AS WE SEE IT, the real scandal in connection with eHealth Ontario has little to do with the $1 billion the Auditor General says has been wasted by it and its predecessor over the past decade. Rather, it concerns their very existence.

Without a doubt, the agencies were involved in a terribly important area, trying to bring health records into the age of the Internet.

But the task is one that should be undertaken nationally or internationally, not provincially.

The importance of electronics as a communications tool has long since been established, with real property offering an excellent example of what can be accomplished.

For many years, Ontario lawyers haven't had to go to land registry offices and pore over huge books full of handwritten entries in an effort to determine whether a property can be bought or sold without risk of someone asserting a lien.

And newspapers have come a long way from the days when reporters hand-wrote their stories, editors handwrote the editing and typesetters set the type by hand or on a linotype.

In fact, a 1,000-word story that once would have taken an hour to write and more hours to set into type can today be written in minutes, placed on an electronic page in an instant and the page itself sent to the printer in very few minutes. A community newspaper that once required a staff of 10 to put out an eight-page weekly will today expect half that many to produce a paper the size of this week's issue.

Yet the sad truth of the matter is that at least some doctors still make handwritten entries in their patients' files, and while some local doctors and modern hospitals like the Headwaters Health Care Centre have electronic filing, we still have a long way to go before a Dufferin resident who falls ill in the Maritimes or Florida will be able to go to a local doctor and have him or her call up their vital health information from a website containing the files of all Ontario residents, let alone of all 300-million-plus North Americans.

Wikpedia defines the electronic health record as "an evolving concept defined as a longitudinal collection of electronic health information about individual patients or populations. It is a record in digital format that is capable of being shared across different health care settings, by being embedded in a network-connected, enterprise-wide information system. Such records may included a whole range of data in comprehensive or summary form, including demographics, medical history, medication and allergies, immunization status, laboratory test results, radiology images, billing information."

The purpose is to establish a complete record of patient encounters that automates and streamlines workflow in health care settings and increases safety through evidence-based decision-making, quality management, and legible reporting of outcomes.

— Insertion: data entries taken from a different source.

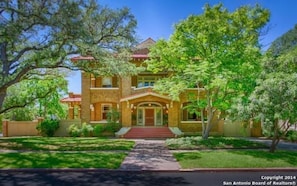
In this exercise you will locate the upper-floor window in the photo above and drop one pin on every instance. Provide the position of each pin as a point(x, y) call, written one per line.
point(191, 116)
point(145, 81)
point(104, 110)
point(107, 82)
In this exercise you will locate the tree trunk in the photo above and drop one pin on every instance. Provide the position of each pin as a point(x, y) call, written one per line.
point(2, 98)
point(276, 137)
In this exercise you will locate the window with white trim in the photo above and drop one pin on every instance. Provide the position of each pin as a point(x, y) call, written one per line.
point(191, 116)
point(105, 108)
point(107, 82)
point(146, 81)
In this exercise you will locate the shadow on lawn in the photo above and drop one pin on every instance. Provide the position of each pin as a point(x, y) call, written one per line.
point(287, 156)
point(61, 160)
point(93, 178)
point(64, 144)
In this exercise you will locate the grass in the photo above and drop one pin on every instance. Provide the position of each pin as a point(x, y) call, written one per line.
point(212, 143)
point(237, 159)
point(64, 144)
point(51, 152)
point(61, 160)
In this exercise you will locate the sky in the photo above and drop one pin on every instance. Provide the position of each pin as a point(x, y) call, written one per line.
point(156, 19)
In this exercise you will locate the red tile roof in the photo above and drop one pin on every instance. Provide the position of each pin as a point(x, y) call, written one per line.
point(72, 98)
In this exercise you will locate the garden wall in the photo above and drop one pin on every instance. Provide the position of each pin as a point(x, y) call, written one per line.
point(20, 128)
point(64, 125)
point(28, 128)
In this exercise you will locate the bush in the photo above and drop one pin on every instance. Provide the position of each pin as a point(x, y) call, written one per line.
point(48, 127)
point(98, 130)
point(74, 130)
point(85, 130)
point(291, 135)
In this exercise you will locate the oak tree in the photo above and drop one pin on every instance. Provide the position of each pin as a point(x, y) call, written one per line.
point(217, 52)
point(42, 34)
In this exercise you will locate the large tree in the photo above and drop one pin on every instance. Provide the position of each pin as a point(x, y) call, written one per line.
point(218, 52)
point(284, 43)
point(274, 100)
point(41, 34)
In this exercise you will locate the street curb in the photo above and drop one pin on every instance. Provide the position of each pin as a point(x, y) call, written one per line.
point(149, 171)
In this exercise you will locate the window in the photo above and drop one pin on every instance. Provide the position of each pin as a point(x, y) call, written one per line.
point(105, 109)
point(145, 81)
point(106, 82)
point(190, 116)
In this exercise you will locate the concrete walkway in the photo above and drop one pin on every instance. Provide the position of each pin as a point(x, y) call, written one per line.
point(150, 155)
point(283, 145)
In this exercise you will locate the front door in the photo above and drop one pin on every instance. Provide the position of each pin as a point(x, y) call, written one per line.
point(149, 117)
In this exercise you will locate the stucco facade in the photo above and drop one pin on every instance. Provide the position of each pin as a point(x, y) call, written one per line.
point(136, 100)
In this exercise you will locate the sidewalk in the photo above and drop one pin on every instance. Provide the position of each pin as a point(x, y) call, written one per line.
point(150, 155)
point(282, 144)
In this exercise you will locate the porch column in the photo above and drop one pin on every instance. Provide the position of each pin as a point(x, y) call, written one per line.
point(126, 114)
point(173, 114)
point(70, 112)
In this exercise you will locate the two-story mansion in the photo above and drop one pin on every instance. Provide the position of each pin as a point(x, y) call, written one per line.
point(139, 105)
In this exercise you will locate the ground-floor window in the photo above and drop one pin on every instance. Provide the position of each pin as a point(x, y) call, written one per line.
point(105, 108)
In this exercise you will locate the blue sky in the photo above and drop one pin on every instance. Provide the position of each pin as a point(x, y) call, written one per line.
point(156, 18)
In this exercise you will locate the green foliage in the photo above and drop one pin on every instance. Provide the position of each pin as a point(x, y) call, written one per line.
point(27, 113)
point(33, 45)
point(284, 43)
point(36, 96)
point(98, 130)
point(48, 127)
point(74, 130)
point(84, 130)
point(217, 51)
point(292, 135)
point(64, 144)
point(196, 142)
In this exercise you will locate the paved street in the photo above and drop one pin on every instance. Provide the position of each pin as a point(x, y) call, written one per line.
point(139, 178)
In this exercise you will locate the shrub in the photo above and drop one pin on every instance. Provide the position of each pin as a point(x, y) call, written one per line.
point(98, 129)
point(48, 127)
point(74, 130)
point(291, 135)
point(85, 130)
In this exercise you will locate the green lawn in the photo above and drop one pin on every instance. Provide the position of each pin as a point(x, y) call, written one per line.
point(64, 144)
point(196, 142)
point(41, 152)
point(61, 160)
point(237, 159)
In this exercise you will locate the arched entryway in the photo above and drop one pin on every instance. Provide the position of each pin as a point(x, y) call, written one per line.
point(149, 114)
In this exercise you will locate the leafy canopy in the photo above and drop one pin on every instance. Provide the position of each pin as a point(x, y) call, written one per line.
point(43, 34)
point(217, 51)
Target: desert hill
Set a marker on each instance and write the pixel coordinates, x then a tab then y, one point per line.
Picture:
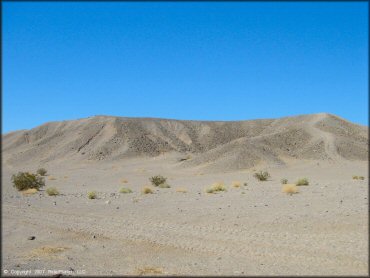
213	144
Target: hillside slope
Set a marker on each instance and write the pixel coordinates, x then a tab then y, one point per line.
227	145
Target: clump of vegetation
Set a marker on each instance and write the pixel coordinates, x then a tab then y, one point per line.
284	181
52	191
181	190
125	190
262	175
41	172
92	195
236	184
216	187
164	185
147	190
303	181
290	189
158	180
26	180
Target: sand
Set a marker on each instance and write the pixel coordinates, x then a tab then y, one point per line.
254	229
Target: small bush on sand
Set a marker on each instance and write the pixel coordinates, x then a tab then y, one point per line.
41	171
262	175
52	191
26	180
157	180
290	189
303	181
216	187
147	190
164	185
236	184
125	190
92	195
284	181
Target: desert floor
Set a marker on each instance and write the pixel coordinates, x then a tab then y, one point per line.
251	230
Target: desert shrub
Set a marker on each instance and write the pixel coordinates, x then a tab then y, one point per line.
52	191
216	187
125	190
284	181
262	175
236	184
157	180
26	180
164	185
41	171
92	195
290	189
303	181
147	190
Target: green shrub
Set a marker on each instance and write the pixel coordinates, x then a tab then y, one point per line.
303	181
26	180
92	195
157	180
284	181
52	191
125	190
41	172
164	185
262	176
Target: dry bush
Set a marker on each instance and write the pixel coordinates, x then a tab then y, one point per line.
147	190
236	184
52	191
92	195
125	190
30	191
41	171
26	180
284	181
181	190
303	181
157	180
262	175
290	189
216	187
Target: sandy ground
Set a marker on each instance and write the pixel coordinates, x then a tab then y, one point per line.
251	230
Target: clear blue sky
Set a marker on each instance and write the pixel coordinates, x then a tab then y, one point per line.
183	60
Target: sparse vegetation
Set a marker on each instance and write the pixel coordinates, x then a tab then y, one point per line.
164	185
92	195
52	191
158	180
216	187
125	190
290	189
26	180
262	175
147	190
236	184
303	181
181	190
41	172
284	181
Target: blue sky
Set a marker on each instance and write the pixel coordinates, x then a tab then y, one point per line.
183	60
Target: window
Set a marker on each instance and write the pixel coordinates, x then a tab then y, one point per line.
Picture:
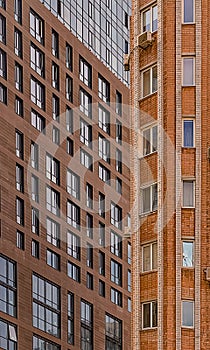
55	108
35	188
52	169
188	11
3	64
149	81
89	225
116	272
119	161
73	184
69	57
89	281
34	155
89	196
85	103
8	285
37	27
35	249
118	103
187	254
20	211
69	120
53	259
18	106
187	313
3	94
74	271
149	199
46	306
101	288
37	93
104	119
55	135
35	220
70	146
19	178
188	193
69	88
73	245
188	133
150	140
86	159
8	335
18	10
85	133
53	201
18	77
103	89
149	257
119	185
116	244
129	253
18	43
19	144
116	297
188	71
85	72
37	60
89	255
55	44
86	325
104	174
149	19
101	205
71	318
149	315
101	258
53	232
55	76
104	148
101	239
113	333
129	281
37	121
116	216
2	29
73	215
41	343
118	132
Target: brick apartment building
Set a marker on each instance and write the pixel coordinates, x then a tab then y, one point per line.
64	188
170	174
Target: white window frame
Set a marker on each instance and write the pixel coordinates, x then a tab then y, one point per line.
150	9
152	263
193	313
193	73
183	13
193	194
151	208
152	89
183	134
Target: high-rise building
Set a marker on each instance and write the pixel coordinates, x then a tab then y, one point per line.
170	174
65	274
103	26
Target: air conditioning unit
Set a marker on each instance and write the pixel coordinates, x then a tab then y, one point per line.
126	62
127	232
207	271
144	40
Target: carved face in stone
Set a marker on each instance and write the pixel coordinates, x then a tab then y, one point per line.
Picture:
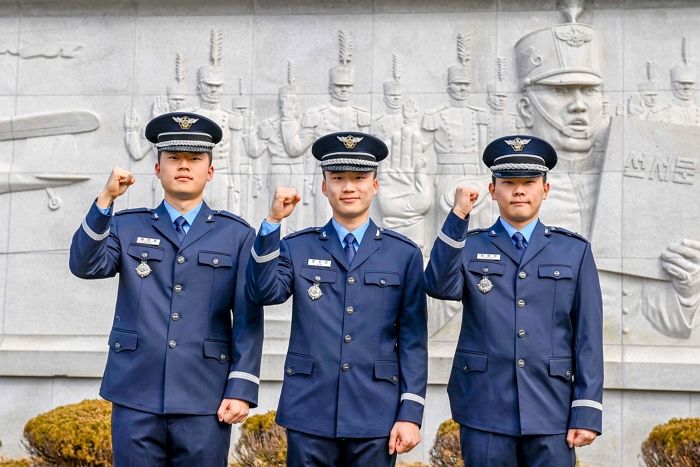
340	91
458	90
683	90
565	115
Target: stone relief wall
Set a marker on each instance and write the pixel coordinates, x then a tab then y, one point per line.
611	84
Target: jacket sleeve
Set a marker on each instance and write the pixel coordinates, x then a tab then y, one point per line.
95	249
270	275
413	344
246	336
443	276
587	404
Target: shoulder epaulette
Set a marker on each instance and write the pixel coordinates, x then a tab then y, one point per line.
133	211
569	233
393	233
476	231
231	215
303	231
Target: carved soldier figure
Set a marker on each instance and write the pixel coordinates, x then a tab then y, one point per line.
456	131
500	121
683	109
338	115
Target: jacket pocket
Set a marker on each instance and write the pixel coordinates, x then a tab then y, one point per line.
120	340
486	268
297	364
555	271
562	368
382	279
470	361
387	370
218	350
215	260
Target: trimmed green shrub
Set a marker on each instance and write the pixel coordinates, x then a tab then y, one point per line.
74	435
262	442
445	451
675	443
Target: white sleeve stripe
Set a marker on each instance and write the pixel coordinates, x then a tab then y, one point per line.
92	234
407	396
587	403
453	243
264	258
244	375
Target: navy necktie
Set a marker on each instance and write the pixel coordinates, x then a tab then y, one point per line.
179	230
349	248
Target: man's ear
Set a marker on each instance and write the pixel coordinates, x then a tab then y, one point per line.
525	110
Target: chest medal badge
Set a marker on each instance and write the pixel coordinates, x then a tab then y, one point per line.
143	269
485	285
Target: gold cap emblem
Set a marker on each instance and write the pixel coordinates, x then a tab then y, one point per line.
185	122
350	141
517	144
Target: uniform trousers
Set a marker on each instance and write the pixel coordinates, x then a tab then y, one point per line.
486	449
307	450
146	439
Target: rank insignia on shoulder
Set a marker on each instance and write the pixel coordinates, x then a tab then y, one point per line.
143	269
485	285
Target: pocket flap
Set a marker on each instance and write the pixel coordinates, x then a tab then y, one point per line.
216	349
123	340
561	367
298	364
556	271
217	260
382	279
469	361
486	268
387	370
318	274
145	252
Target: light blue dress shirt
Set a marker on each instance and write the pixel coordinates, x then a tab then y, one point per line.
526	231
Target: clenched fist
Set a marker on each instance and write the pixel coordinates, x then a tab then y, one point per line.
117	184
283	203
465	197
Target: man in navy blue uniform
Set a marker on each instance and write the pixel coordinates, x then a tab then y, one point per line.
527	379
356	368
185	346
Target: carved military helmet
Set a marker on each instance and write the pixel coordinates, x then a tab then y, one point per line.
183	131
349	151
519	156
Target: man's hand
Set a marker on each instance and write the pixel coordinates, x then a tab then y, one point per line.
117	184
578	437
682	262
233	411
465	197
283	204
404	437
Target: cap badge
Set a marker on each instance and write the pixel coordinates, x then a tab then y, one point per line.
185	122
350	141
517	144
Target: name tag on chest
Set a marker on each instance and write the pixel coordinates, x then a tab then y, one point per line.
488	256
148	241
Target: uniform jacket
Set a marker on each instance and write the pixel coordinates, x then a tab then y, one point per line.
183	336
529	359
357	357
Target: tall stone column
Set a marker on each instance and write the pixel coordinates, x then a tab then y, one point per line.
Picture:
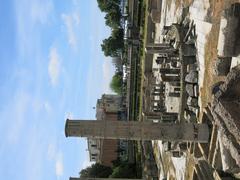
169	71
135	130
78	178
170	78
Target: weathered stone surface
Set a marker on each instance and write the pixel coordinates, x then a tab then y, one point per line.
188	50
192	77
192	90
222	66
216	87
156	15
189	89
228	162
192	67
191	101
189	59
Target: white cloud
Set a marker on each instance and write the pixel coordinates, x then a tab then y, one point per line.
59	168
56	156
108	72
71	22
86	163
41	10
53	66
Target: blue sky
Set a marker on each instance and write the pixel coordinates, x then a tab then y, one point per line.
52	68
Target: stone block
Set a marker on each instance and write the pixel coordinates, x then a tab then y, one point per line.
192	77
191	101
222	66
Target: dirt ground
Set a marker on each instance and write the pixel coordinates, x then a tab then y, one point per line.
216	8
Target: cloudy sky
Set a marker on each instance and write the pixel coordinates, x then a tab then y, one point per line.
52	67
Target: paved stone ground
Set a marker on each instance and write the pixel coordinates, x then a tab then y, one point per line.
206	16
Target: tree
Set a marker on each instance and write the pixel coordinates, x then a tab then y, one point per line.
113	18
113	45
96	170
107	5
124	170
116	83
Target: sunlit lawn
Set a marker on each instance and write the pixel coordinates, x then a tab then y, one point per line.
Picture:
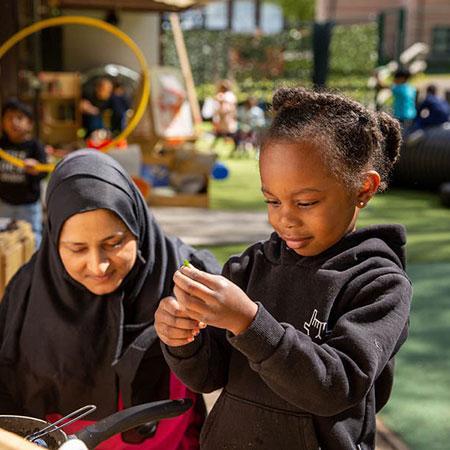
419	409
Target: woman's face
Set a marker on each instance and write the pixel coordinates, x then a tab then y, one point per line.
97	250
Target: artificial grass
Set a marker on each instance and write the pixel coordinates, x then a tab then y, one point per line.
419	409
426	221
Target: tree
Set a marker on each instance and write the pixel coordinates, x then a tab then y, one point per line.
297	9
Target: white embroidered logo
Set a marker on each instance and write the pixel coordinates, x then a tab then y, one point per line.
315	323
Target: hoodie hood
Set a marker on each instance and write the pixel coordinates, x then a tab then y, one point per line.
384	241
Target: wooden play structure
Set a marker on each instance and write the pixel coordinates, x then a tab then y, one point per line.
164	124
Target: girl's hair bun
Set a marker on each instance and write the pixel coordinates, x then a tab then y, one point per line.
290	98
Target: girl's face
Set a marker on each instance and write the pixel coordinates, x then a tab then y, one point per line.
308	207
97	250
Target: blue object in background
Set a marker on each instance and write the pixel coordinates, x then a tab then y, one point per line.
155	174
219	171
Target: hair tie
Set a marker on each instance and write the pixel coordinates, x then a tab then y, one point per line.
363	120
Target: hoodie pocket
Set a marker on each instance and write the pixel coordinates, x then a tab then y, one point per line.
235	423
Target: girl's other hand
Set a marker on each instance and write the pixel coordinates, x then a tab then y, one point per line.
213	300
173	325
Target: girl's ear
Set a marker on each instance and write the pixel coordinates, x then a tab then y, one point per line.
369	187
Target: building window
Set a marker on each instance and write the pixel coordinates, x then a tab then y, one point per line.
441	41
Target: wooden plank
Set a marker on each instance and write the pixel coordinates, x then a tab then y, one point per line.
185	67
192	200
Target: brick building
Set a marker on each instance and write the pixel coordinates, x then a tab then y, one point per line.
405	22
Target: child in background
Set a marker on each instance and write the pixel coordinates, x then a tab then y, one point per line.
301	330
224	117
251	121
20	189
404	98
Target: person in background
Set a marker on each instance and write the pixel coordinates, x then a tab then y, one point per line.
404	98
301	330
93	106
251	121
20	188
224	117
432	111
77	321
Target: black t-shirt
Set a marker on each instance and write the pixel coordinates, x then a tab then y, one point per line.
16	186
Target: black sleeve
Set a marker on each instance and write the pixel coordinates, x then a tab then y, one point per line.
330	378
8	398
38	153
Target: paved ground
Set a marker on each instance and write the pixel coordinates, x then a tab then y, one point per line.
198	226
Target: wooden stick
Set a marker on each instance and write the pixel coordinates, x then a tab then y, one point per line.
185	67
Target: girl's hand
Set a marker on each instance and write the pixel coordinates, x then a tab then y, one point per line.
173	325
213	300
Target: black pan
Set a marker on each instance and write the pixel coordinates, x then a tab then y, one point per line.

U.S. President Barack Obama has made electronic health records a major element of his proposals for health care reform, and it's about the only proposal he has made that has not yet been assailed by his conservative critics.

However, we haven't yet seen how the President hopes to accomplish the feat of having all U.S. doctors and hospitals keep records (past, present and future) in a compatible format that can be made instantly accessible during a health emergency.

As for Canada, Alberta appears to be the only province that's close to having comprehensive electronic health records, and after a decade of two Ontario agencies looking at the challenge there's considerable doubt the province will have the e-records by 2015. All we've seen done to date is a pilot project in which Collingwood is one of two communities where all health records are being made electronic. As for progress elsewhere in the province, our suspicion is that the recent scandal about wasteful spending of taxpayers' dollars and the widespread use of untendered contracts has done little more than eliminate what little progress was being made.

Clearly, the need now is to have the federal government take a leading role, in the context of its responsibilities in the area of interprovincial trade and commerce, in developing a single system for electronic collection and storage of all Canadians' health records.

Our preference would be to see the Harper government form a task force containing representatives of the provinces, medical professions and hospitals with a mandate to recommend creation of a federal-provincial agency responsible for collecting and storing electronic health records, all of which would be compiled using compatible forms of software.

Ideally, the Canadian task force would work closely with the Obama administration to ensure full compatibility between the two countries' health-care databases.

The objective would be to have all current patient assessments and treatments done electronically by 2012, with historic records being converted to electronic formats within the next three years, whatever the cost.

With the proper commitment, the savings in both costs and lives would be enormous.